Look at some of the largest technology firms in the world such a Apple or Microsoft. They generally had a technical person, and then another who is more of an entrepreneur early on. Think Steve Jobs and Steve Wozniak. Jobs knew how to sell technology to the masses, that was his talent, not churning out code day after day. Without Jobs’ talent, Apple lost its focus and had to be rescued by him later on. Microsoft has a similar story. Bill Gates hired Steve Ballmer as the first business manager at Microsoft in 1980. He was instrumental in guiding the company forward.
I’m not bad mouthing programmers here, but they have a talent, and that talent is programming, not running a company. The same you way you wouldn’t hire the average CEO to code you a new app, you shouldn’t expect a group of programmers to run a business as good as it can be run. Entrepeneurs understand how to move the entire business forward, not just the code.

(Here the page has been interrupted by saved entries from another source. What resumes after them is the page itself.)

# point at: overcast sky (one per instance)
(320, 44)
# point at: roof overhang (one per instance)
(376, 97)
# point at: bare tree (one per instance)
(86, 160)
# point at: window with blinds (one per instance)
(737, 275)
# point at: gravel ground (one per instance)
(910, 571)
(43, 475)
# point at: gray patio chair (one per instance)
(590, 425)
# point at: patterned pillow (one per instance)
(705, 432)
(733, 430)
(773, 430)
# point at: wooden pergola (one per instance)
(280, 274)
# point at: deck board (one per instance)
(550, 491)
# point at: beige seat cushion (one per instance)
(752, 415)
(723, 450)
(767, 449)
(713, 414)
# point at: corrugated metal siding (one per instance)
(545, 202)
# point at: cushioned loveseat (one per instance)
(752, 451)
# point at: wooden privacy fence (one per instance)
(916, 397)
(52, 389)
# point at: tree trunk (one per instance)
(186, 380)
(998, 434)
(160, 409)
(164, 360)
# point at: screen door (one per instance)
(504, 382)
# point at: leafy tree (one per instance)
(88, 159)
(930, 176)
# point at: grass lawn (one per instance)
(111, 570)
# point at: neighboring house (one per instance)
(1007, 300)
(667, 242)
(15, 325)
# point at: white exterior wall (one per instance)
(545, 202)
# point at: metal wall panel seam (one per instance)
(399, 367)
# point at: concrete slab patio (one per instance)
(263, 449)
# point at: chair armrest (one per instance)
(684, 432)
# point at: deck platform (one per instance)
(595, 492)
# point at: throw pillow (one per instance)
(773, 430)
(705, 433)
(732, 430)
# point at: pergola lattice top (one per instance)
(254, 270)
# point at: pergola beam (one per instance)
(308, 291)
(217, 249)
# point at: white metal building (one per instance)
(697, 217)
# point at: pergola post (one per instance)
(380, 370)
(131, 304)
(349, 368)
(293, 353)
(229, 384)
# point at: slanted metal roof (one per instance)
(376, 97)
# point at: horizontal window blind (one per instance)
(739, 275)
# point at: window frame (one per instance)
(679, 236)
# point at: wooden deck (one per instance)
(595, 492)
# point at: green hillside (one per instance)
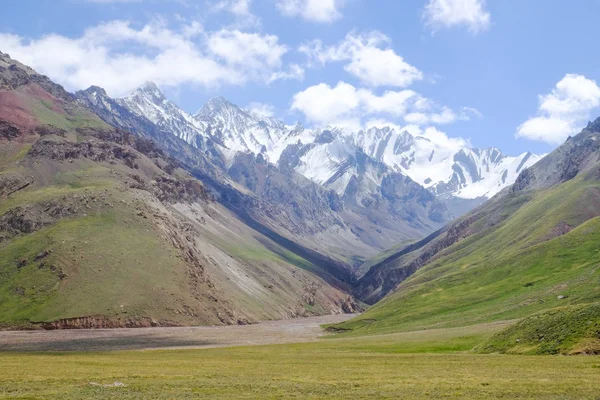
(540, 250)
(564, 330)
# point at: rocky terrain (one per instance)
(102, 227)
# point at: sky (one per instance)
(517, 75)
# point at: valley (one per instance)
(432, 364)
(147, 252)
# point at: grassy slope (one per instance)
(507, 271)
(421, 365)
(102, 253)
(366, 266)
(120, 265)
(565, 330)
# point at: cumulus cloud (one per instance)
(564, 111)
(240, 9)
(251, 50)
(120, 57)
(326, 105)
(111, 1)
(368, 57)
(443, 115)
(312, 10)
(471, 14)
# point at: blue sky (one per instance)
(518, 75)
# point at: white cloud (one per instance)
(312, 10)
(293, 72)
(442, 140)
(442, 116)
(251, 50)
(369, 58)
(120, 57)
(240, 9)
(111, 1)
(452, 13)
(324, 105)
(261, 110)
(564, 111)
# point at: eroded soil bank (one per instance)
(271, 332)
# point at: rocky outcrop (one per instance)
(170, 190)
(64, 150)
(11, 182)
(8, 131)
(102, 322)
(33, 217)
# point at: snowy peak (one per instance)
(148, 101)
(330, 156)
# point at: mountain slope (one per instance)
(531, 248)
(448, 171)
(279, 198)
(101, 228)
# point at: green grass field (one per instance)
(507, 271)
(422, 365)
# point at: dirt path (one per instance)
(272, 332)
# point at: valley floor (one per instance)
(429, 364)
(296, 330)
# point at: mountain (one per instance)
(531, 248)
(100, 227)
(460, 177)
(259, 155)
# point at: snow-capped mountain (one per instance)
(331, 157)
(447, 171)
(148, 101)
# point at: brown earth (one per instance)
(272, 332)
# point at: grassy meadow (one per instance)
(433, 364)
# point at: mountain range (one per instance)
(132, 212)
(461, 177)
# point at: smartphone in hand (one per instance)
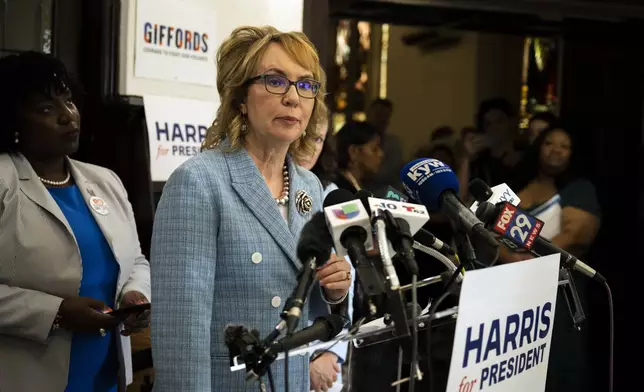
(125, 312)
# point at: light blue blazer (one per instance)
(222, 254)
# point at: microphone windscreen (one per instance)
(391, 193)
(425, 179)
(338, 196)
(334, 323)
(480, 190)
(363, 195)
(315, 240)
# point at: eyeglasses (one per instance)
(279, 85)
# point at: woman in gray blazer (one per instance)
(68, 244)
(227, 224)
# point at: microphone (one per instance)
(423, 236)
(434, 184)
(313, 249)
(398, 222)
(522, 230)
(323, 329)
(349, 224)
(390, 193)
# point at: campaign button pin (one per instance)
(99, 205)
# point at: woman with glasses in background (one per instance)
(229, 219)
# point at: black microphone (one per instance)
(423, 236)
(313, 249)
(323, 329)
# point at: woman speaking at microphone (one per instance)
(228, 222)
(325, 367)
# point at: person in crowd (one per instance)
(379, 116)
(493, 150)
(69, 250)
(326, 366)
(539, 123)
(442, 133)
(228, 222)
(359, 155)
(568, 206)
(324, 162)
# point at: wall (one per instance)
(24, 23)
(444, 87)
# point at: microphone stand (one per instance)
(368, 334)
(571, 296)
(465, 249)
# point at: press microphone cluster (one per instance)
(258, 357)
(518, 229)
(435, 185)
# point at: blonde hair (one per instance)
(237, 60)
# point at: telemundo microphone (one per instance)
(349, 224)
(434, 184)
(313, 250)
(521, 230)
(350, 227)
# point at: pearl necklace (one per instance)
(57, 183)
(283, 199)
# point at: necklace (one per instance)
(57, 183)
(283, 199)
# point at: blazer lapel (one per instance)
(248, 182)
(295, 219)
(89, 189)
(35, 190)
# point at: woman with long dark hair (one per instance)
(359, 155)
(555, 193)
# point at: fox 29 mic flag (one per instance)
(504, 327)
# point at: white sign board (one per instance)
(176, 128)
(175, 42)
(504, 327)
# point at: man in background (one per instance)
(379, 115)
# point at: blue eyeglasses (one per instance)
(279, 85)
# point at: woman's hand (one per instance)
(335, 277)
(82, 314)
(135, 322)
(324, 372)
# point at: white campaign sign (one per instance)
(504, 327)
(175, 42)
(176, 128)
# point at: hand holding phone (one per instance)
(127, 311)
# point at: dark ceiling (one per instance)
(538, 17)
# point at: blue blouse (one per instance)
(93, 363)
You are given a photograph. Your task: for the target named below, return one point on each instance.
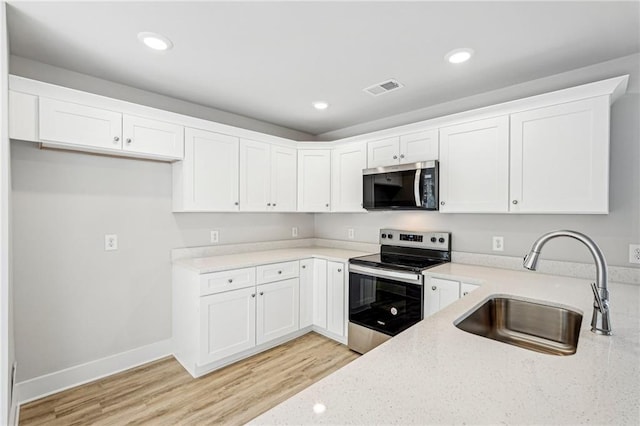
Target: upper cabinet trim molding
(615, 87)
(39, 88)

Back to the consensus conference which was basically an 18 million dollar money grab. Not one exciting news item came out that reached mainstream media. The only story that got traction on sites like Bloomberg was that BitMex rented some Lambos and parked them out front of the conference, solidifying the notion in the mainstream that most of crypto is fake and nothing but smoke and mirrors. The same when a daily show comedian came to roast the conference. Overall, most of the mainstream coverage was negatvive because there was nothing for them to understand. Nobody was effectively translating the tech in ways to attract the mainstream.
If you go back to the early days of conferences like CES, actual working products were displayed. News was generated that although technical, brought in regular non-technical news outlets to write about it. The reason is because many of the companies back then had entrepreneurs running the business while the technical people focused on what they do best. This is a proven winning formula for technology companies, yet blockchain seems to want to avoid having actual businessmen running the show. And the shortcomings of this approach are obvious in the childish and amateurish marketing efforts or public missteps by many crypto projects. For example, having poorly set up video press conference or project founders swearing or berating detractors on message boards. It all reeks of amateurish businessmen who are flush with cash but low on experience.

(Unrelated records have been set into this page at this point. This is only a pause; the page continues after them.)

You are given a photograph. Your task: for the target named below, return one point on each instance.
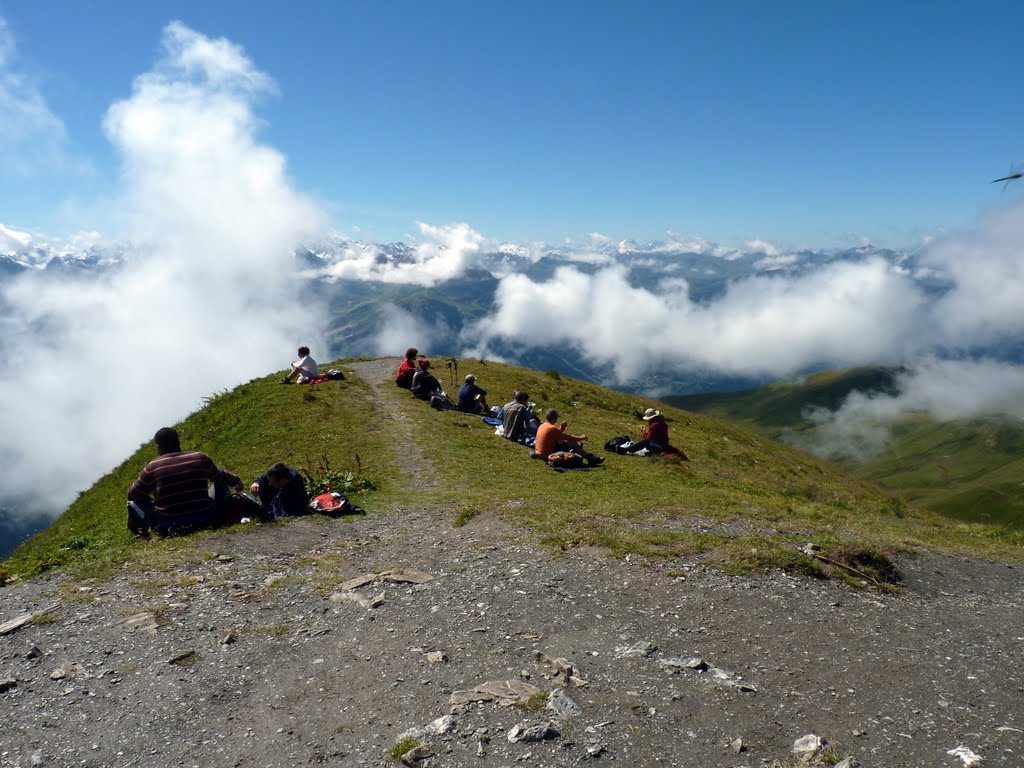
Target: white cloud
(445, 252)
(770, 263)
(943, 389)
(32, 137)
(12, 241)
(760, 246)
(209, 303)
(399, 329)
(987, 266)
(846, 313)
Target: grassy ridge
(967, 469)
(244, 430)
(742, 501)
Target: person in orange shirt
(552, 437)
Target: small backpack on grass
(334, 504)
(238, 507)
(565, 460)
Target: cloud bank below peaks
(209, 303)
(844, 312)
(945, 390)
(446, 252)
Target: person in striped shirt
(172, 493)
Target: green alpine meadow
(742, 503)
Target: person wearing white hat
(655, 436)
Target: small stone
(684, 663)
(532, 732)
(643, 649)
(417, 755)
(969, 757)
(808, 748)
(439, 727)
(181, 656)
(408, 577)
(562, 705)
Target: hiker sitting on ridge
(407, 369)
(424, 384)
(517, 418)
(172, 494)
(304, 370)
(655, 436)
(472, 399)
(552, 437)
(282, 492)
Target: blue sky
(802, 123)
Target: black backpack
(619, 444)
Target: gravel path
(258, 653)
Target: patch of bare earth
(410, 460)
(271, 650)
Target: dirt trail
(410, 461)
(256, 651)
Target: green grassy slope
(968, 469)
(742, 501)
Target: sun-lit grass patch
(742, 503)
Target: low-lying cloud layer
(32, 137)
(92, 368)
(943, 389)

Sadly, there is a huge wasteland in blockchain. At one end you have programmers running projects, and at the other end you have scammers and con men which leaves a giant gap in the middle.
So while blockhain currently is a place where programmers like Vitalik Buterin are looked upon as the super stars, the first few projects that understand the importance of partnering with an equally visionary business focused partner will take the space by storm.